A Justiça Federal declinou da competência para investigar o ex-prefeito de Londrina Barbosa Neto (PDT), suspeito de envolvimento no esquema de desvio de dinheiro na Assembleia Legislativa (AL) do Paraná, por meio de contratação irregular de assessores. Como não ocupa mais nenhum cargo que lhe confira a prerrogativa de foro privilegiado, o pedetista vai ser investigado a partir de agora pelo Ministério Público (MP) do Paraná, na Promotoria de Defesa do Patrimônio Público. Conhecida como ''Esquema Gafanhoto'', a investigação, iniciada há quase dez anos pelo Ministério Público Federal (MPF), alcançou o então deputado estadual Barbosa Neto e outros mais de 60 deputados e ex-deputados estaduais.
A decisão de remeter o processo para a esfera estadual foi do desembargador do Tribunal Regional Federal da 4 Região (TRF4) Paulo Afonso Brum Vaz, no final do ano passado. A assessoria de imprensa do órgão disse que os dados referentes ao caso são sigilosos e que não poderia dar detalhes da decisão, mas confirmou que o magistrado acatou o entendimento do Superior Tribunal de Justiça (STJ), que concedeu vários habeas corpus a envolvidos, declarando a competência estadual no caso. Desde então, o material - um processo para cada suspeito - começou a ser enviado para o Tribunal de Justiça (TJ) do Paraná.

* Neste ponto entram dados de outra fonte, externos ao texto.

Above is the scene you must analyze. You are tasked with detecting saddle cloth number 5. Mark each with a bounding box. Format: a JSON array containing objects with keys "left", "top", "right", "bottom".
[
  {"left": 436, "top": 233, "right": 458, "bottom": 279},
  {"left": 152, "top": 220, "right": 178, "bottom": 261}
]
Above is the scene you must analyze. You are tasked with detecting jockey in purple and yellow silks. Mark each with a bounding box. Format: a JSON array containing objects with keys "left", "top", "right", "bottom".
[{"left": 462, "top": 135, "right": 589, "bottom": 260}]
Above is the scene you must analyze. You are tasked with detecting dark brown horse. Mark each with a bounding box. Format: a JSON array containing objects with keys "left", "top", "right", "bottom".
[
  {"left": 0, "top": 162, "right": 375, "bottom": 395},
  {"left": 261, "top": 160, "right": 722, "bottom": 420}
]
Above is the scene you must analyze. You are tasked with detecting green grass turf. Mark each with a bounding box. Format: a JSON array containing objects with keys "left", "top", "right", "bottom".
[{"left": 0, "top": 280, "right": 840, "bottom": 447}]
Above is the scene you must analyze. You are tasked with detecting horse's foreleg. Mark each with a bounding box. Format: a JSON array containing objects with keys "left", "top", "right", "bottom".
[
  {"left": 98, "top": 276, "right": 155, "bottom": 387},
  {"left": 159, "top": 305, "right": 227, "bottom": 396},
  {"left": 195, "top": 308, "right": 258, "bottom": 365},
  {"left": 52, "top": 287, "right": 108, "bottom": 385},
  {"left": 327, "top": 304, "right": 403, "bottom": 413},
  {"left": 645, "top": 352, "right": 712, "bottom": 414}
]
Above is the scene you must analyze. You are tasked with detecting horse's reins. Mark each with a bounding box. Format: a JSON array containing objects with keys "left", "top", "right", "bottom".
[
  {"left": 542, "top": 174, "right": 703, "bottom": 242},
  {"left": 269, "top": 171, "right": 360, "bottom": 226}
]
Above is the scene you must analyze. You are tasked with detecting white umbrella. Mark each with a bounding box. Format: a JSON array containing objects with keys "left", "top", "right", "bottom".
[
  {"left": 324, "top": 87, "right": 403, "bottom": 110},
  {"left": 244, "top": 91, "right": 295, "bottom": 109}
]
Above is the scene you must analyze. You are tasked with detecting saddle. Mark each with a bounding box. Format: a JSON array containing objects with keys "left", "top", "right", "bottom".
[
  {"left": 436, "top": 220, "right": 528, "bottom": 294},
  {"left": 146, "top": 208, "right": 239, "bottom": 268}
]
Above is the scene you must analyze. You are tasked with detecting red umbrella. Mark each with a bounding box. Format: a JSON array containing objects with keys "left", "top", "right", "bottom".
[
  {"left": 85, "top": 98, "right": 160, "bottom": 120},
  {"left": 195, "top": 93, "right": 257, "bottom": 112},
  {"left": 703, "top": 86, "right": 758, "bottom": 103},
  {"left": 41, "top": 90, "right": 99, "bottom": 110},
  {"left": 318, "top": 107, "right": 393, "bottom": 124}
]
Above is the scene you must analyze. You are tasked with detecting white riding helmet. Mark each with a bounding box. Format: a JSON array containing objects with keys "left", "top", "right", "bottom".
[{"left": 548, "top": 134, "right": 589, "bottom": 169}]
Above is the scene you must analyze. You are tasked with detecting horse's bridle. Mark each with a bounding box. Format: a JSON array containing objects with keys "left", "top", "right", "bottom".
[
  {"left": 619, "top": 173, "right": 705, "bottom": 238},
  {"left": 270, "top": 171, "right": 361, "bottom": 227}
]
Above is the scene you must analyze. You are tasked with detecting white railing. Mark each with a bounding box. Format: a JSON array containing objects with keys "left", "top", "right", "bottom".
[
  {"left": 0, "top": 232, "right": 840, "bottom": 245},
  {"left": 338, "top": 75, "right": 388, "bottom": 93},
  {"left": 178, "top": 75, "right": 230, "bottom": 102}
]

O pedido de providências sobre Barbosa Neto, depois de quase três anos tramitando no TRF4, voltou para o TJ no último dia 7 e brevemente deve ser recebido pelo MP. O promotor de Justiça Rodrigo Chemim, assessor da Procuradoria-Geral de Justiça, emitiu ontem o seu parecer pela sequência das investigações na primeira instância. ''A maioria dos investigados, como é o caso de Barbosa, não tem mais foro, então a tramitação agora deve ocorrer em primeiro grau.'' Chemim acredita que o caso ficará com o MP de Curitiba, local dos supostos ilícitos. Também assina o parecer o subprocurador de Justiça José Deliberador Neto.
Embora o STJ tenha determinado a incompetência da Justiça Federal para as investigações dos gafanhotos, o promotor Rodrigo Chemim explicou que as informações já coletadas poderão ser utilizadas normalmente pelo MP. A FOLHA tentou falar com o ex-prefeito Barbosa Neto ontem, mas ele não atendeu as ligações.

Esquema Gafanhoto
Dentre os crimes, foram apurados sonegação fiscal de tributo federal, peculato e estelionato. Foi aberto então um inquérito para cada uma das 74 contas bancárias suspeitas, com o objetivo de investigar os titulares, como chefes de gabinete de parlamentares e familiares de deputados. A operação foi paralisada em 2009, sob o argumento de que alguns políticos acabaram assumindo cargos em nível federal, sendo então competência da Justiça Federal a investigação.